(Berlin) L’Allemagne a fini par céder mardi en suspendant le gazoduc Nord Stream II à la suite de la reconnaissance par Moscou de provinces ukrainiennes prorusses, un projet phare pour Berlin comme pour Vladimir Poutine longtemps mené malgré les critiques.

Le coup d’arrêt, peut-être définitif, à ce chantier pharaonique a été donné par le chancelier allemand lui-même.

Olaf Scholz a annoncé la suspension de la certification du gazoduc, indispensable à « sa mise en service ». Le projet va faire l’objet d’une « réévaluation » politique par le ministère de l’Économie en raison de la « situation géopolitique » nouvelle.

Le gazoduc, dont la construction est achevée depuis l’automne dernier, n’était de toute façon pas en service en raison d’un blocage juridique de la part du régulateur énergétique allemand : il ne respecte pas encore la législation européenne et allemande du secteur.

Mais la décision annoncée mardi va plus loin.

Réaction goguenarde

Le gouvernement allemand a retiré un avis « politique » favorable qu’il avait émis jusqu’ici concernant le gazoduc et concluant à l’absence de risque de « sécurité » nationale représenté par le projet. Ce point va être réexaminé.

L’annonce allemande a suscité une réaction goguenarde de l’ancien président russe Dmitri Medvedev : « Bienvenue dans un monde nouveau, où les Européens vont bientôt payer 2000 euros pour 1000 m3 de gaz », une somme potentiellement colossale pour l’Allemagne, qui a importé en 2020 à elle seule 56,3 milliards de m3 de gaz russe, soit 55 % de ses besoins en gaz.

La Maison-Blanche a elle « salué », par la voix de la porte-parole Jen Psaki, cette suspension alors que la présidente de la Commission européenne a estimé que le gouvernement allemand avait eu « raison ».

« Cette crise montre encore une fois que l’Europe est encore trop dépendante du gaz russe, nous devons diversifier nos fournisseurs et passer aux énergies renouvelables », a ajouté Ursula von der Leyen.

Nord Stream 2 est décidément un projet maudit, au cœur de batailles géopolitique et économique depuis sa conception.

Durant plusieurs années, le projet a opposé les États-Unis et l’Allemagne, principal promoteur du projet, mais aussi les Européens entre eux, ainsi que la Russie et l’Ukraine.

Nord Stream 2 relie la Russie à l’Allemagne via un tube de 1230 kilomètres sous la mer Baltique d’une capacité de 55 milliards de m3 de gaz par an, sur le même parcours que son jumeau Nord Stream 1, opérationnel depuis 2012.

Il était censé doubler l’apport en gaz russe à l’Allemagne, qui a cependant prudemment commencé à diversifier ces dernières années ses sources d’approvisionnement.

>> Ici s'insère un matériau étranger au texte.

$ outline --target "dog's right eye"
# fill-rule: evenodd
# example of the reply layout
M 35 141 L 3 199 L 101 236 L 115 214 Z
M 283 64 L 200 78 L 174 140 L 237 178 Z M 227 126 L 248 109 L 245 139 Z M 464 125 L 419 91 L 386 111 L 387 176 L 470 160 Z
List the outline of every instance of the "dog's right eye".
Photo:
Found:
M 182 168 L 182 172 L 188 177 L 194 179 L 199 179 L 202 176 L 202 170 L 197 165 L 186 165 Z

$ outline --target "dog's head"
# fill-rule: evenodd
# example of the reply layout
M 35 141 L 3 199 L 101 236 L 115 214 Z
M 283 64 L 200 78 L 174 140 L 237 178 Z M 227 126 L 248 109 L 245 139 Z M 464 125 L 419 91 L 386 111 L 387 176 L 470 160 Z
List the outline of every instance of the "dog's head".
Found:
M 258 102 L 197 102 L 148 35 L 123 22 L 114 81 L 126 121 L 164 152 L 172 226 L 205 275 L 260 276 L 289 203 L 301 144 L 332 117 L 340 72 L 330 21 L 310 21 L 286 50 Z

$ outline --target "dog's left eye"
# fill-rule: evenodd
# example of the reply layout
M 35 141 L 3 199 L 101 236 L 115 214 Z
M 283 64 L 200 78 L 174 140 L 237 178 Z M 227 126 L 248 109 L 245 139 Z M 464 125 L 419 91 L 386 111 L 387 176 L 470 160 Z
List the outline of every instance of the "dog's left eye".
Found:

Promu par le géant russe Gazprom, le projet, estimé à plus de 10 milliards d’euros, a été cofinancé par cinq groupes européens du secteur de l’énergie (OMV, Engie, Wintershall Dea, Uniper et Shell).

L’Allemagne est au sein de l’UE le principal promoteur du gazoduc qui, selon elle, l’aidera à accomplir la transition énergétique dans laquelle elle s’est engagée. Tout en faisant de son territoire un hub gazier européen.

Mais les opposants au projet ont été nombreux.

L’Ukraine au premier chef craignait de perdre les revenus qu’elle tire du transit du gaz russe et d’être plus vulnérable vis-à-vis de Moscou.  

Les États-Unis sont, eux, depuis le début vent debout contre un aménagement qui risquait d’affaiblir économiquement et stratégiquement l’Ukraine, d’augmenter la dépendance de l’UE au gaz russe et de dissuader les Européens d’acheter le gaz de schiste que les Américains espèrent leur vendre.

Revirement inattendu

Plusieurs sociétés, en raison de menaces de sanctions américaines, se sont d’ailleurs retirées du projet, notamment du côté des assureurs couvrant le chantier.

Après plusieurs semaines d’intenses négociations, les États-Unis, soucieux de ménager l’allié allemand, avaient finalement annoncé à l’été 2021 un accord avec Berlin pour clore leur dispute.

Les Européens sont eux divisés, la Pologne ou les pays Baltes s’inquiétant de voir l’UE plier devant les ambitions russes.

Même en Allemagne, Nord Stream 2 n’a jamais fait l’unanimité : les Verts s’y sont longtemps opposés, avant de mettre de l’eau dans leur vin depuis leur entrée au gouvernement.